Login | Register For Free | Help
Search for: (Advanced)

Mailing List Archive: Lucene: Java-User

checking existing docs before indexing

 

 

Lucene java-user RSS feed   Index | Next | Previous | View Threaded


heba.farouk at yahoo

Jul 12, 2007, 6:27 AM

Post #1 of 5 (1224 views)
Permalink
checking existing docs before indexing

Hello
i'm a newbie to lucene world and i hope that u help me.
i was asking is there any options in IndexWriter to check if a document already exsits before adding it to the index or i should maintain it manually ??

thanks in advance


Yours

Heba


---------------------------------
Choose the right car based on your needs. Check out Yahoo!

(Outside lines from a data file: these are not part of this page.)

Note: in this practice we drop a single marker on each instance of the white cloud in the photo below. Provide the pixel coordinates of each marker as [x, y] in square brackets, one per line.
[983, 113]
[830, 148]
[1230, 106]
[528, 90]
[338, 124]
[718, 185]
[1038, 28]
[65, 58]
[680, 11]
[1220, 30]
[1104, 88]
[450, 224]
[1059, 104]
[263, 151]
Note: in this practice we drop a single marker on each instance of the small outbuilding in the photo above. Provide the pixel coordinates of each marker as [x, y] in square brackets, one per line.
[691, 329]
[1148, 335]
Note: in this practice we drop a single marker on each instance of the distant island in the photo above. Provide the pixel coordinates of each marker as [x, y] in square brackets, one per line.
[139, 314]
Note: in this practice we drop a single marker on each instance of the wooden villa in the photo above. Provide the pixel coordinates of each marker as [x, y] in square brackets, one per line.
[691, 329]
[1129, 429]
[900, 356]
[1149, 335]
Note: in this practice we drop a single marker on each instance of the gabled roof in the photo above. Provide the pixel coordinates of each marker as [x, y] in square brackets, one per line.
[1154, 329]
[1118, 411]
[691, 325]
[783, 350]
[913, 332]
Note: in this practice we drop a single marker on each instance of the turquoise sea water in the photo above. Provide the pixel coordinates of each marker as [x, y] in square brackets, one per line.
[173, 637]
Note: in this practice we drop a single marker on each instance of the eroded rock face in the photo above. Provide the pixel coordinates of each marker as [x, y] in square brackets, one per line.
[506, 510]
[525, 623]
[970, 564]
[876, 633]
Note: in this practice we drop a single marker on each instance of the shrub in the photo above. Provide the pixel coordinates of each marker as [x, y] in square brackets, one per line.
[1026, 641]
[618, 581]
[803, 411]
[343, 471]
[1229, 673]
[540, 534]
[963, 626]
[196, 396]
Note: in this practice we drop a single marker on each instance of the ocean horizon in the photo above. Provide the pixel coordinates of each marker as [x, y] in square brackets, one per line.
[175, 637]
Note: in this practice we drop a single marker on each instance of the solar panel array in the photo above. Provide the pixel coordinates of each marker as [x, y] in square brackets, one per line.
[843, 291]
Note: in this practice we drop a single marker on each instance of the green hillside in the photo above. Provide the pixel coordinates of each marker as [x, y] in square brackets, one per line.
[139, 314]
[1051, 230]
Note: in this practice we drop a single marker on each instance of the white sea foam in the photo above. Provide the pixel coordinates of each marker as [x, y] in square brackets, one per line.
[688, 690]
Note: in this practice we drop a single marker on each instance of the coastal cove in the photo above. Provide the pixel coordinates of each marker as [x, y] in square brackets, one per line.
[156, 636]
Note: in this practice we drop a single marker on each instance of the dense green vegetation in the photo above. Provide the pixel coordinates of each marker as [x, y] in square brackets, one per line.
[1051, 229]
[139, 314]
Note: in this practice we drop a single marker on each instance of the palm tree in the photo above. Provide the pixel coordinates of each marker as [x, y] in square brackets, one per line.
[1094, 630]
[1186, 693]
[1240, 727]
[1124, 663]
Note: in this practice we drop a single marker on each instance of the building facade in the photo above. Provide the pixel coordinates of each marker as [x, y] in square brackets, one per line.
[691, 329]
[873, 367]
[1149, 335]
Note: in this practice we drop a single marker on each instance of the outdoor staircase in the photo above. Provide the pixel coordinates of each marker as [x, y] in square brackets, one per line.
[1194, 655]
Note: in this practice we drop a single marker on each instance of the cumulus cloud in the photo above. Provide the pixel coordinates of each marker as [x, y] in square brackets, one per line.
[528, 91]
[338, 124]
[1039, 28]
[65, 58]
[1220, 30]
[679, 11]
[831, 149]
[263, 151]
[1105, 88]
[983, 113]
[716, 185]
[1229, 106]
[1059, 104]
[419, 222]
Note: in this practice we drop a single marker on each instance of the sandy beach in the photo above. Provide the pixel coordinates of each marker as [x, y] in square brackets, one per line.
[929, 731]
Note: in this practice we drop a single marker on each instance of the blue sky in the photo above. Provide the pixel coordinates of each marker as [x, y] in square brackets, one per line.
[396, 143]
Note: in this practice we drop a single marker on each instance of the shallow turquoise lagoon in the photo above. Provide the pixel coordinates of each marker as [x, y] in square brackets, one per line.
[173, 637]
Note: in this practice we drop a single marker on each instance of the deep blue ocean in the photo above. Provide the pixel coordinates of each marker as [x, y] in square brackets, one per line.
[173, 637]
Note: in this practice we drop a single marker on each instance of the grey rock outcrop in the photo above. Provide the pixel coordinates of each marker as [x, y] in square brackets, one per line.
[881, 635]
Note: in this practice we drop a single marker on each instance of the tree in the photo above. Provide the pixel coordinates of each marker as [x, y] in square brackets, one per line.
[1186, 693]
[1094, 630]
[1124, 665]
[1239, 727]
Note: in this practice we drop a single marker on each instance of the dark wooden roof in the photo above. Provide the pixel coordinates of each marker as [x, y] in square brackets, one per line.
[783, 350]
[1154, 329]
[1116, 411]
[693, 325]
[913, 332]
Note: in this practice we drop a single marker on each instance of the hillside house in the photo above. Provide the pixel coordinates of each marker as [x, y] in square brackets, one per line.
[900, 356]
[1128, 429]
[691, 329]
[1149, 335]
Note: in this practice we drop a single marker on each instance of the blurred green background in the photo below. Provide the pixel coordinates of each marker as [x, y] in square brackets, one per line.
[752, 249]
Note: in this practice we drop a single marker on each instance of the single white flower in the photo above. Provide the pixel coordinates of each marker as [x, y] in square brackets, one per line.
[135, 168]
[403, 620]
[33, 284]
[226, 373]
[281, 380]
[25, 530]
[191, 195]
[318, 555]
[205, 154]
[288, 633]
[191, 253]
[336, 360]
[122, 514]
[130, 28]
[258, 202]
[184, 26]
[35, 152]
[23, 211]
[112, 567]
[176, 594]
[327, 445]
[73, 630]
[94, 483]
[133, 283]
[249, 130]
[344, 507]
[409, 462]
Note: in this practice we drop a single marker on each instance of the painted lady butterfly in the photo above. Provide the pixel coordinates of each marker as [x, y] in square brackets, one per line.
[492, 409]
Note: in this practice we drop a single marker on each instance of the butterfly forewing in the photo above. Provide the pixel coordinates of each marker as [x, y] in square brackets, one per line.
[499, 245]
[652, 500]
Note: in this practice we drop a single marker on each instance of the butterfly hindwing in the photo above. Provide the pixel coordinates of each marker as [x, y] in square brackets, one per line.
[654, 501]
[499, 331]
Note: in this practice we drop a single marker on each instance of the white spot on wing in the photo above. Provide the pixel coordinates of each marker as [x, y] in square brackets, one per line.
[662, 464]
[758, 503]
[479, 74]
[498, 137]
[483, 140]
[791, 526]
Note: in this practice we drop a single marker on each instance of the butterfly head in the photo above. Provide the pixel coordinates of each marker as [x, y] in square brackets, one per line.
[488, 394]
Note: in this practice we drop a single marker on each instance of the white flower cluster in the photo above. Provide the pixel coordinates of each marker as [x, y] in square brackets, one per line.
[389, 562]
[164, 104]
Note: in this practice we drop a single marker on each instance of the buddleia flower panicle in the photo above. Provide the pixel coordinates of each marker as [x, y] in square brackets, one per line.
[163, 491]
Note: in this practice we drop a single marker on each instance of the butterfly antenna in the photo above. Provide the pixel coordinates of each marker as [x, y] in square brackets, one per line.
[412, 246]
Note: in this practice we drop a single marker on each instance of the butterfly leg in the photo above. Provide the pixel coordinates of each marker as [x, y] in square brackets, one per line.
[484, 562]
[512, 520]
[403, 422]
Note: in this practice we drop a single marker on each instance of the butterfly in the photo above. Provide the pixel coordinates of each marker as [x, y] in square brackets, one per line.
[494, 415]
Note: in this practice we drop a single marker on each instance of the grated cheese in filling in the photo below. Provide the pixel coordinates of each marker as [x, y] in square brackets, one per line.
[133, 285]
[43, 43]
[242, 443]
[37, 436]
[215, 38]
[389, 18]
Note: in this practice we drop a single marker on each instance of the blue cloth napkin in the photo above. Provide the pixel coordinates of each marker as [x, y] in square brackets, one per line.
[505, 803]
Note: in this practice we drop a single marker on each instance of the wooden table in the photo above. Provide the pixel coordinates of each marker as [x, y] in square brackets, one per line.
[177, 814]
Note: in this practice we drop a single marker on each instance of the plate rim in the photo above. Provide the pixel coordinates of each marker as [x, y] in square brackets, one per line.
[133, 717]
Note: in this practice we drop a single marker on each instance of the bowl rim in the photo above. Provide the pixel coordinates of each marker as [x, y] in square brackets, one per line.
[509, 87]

Autos new Car Finder tool.


erickerickson at gmail

Jul 12, 2007, 7:17 AM

Post #2 of 5 (1187 views)
Permalink
Re: checking existing docs before indexing [In reply to]

You have to check yourself. Lucene has no concept of relations
*between* documents. What you're really asking for is something
like a database unique key. No such luck, you have to create
one yourself.

What I've done is post-process the entire index, removing duplicates.
This can be done quite efficiently with TermDocs/TermEnum, and you
can then institute policies like, say, LIFO or FIFO.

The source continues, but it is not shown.